What evidence is there that the earth is very old?
Sedimentation occurs very rapidly, as demonstrated by polystrate fossils which are trees that persisted through multiple deposition events (poly- "many"; strate - "layers".
Seriously, there is no empirical evidence to demonstrate that sedimentation takes lots of time:
It is a rapid process. Don't fall for the junk science, look for the empirical evidence.
originally posted by: Theocracy4America
a reply to: edmc^2
I hope not via the debunked carbon dating methods.
originally posted by: Phage
a reply to: edmc^2
C14 has little to do with the age of the Earth, but it does make a nice strawman for those who don't care about facts.
However, big news on the C14 calibration front.
phys.org...
In this new effort, the researchers report on the finding of two stalagmites in a Chinese cave that offer an accurate measure of such ratios going back approximately 54,000 years. The half-life of carbon-14 is 5,370 years. Read more at: phys.org...
originally posted by: Phage
a reply to: edmc^2
As I said, C14 dating makes a good strawman argument for those of limited knowledge (or with an agenda) when it comes to geologic timescales.
Which is the topic. No?
On the flip side, the other use radiometric dating to prove "fossils" being in the millions instead of thousands of years.

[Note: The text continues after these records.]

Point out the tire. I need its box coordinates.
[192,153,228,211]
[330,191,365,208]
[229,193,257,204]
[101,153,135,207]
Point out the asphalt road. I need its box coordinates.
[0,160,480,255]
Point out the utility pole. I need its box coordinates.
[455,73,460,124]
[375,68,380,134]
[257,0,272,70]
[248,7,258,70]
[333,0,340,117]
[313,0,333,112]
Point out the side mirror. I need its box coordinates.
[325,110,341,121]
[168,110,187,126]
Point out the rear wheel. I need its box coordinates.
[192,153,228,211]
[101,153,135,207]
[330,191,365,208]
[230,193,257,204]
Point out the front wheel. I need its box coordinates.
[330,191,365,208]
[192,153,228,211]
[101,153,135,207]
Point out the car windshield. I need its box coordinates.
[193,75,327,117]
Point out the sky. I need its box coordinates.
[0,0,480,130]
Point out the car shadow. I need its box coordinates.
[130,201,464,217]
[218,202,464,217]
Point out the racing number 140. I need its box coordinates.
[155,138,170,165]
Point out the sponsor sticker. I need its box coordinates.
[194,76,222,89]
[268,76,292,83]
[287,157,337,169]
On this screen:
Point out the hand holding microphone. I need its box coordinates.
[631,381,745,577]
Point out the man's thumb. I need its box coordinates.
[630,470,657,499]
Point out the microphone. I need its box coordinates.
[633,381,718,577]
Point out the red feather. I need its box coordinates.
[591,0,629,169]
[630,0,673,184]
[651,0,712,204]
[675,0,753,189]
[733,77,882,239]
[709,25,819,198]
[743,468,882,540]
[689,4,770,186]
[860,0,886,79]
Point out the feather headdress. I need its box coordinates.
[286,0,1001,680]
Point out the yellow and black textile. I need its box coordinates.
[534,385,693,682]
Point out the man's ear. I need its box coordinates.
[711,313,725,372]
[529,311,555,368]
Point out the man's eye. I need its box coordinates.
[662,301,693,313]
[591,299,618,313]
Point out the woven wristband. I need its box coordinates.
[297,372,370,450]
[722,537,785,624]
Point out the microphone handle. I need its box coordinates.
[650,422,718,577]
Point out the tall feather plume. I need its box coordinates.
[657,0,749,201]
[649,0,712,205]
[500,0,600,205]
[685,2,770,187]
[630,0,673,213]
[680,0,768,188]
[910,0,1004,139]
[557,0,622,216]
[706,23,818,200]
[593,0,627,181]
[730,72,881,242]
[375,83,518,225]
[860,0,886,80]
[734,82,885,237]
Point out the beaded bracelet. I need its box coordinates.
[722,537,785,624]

originally posted by: edmc^2
originally posted by: Phage
a reply to: edmc^2
C14 has little to do with the age of the Earth, but it does make a nice strawman for those who don't care about facts.
However, big news on the C14 calibration front.
phys.org...
In this new effort, the researchers report on the finding of two stalagmites in a Chinese cave that offer an accurate measure of such ratios going back approximately 54,000 years. The half-life of carbon-14 is 5,370 years. Read more at: phys.org...
54,000 years - is within what I said (i.e. 6000 to 50,000).
But still, the point is, since this methodology is the wrong tool for dating "fossilized" materials (as it disproves the claim of fossils being millions of years old) so they (evolution-archeologist) went to radiometric dating.
originally posted by: edmc^2
Example - the decay of Uranium isotopes.
scienceline.ucsb.edu...
originally posted by: Phantom423
a reply to: cooperton
You and the idiots
So now it's your turn - present your mathematical proof that the original isotopic ratio is required to determine the age of a U238/Pb206 sample.
Notice in this graph they are assuming the initial ratio was 100%-0% Uranium-Lead. Let me ask you... when in the history of ever has there been found a 100% pure sample of any substance in nature? There hasn't. This never happens. There is never a 100% sample. Yet these tests assume the initial ratio to be 100%-0%. Your religion is based on assumptions that have no basis in empirical science
Lol, chill. I know you think you're super smart and all dissenting opinions are really dumb, no need to reiterate that.
originally posted by: Phantom423
a reply to: cooperton
You are absolutely 100% wrong that you need the original ratio to calculate the age.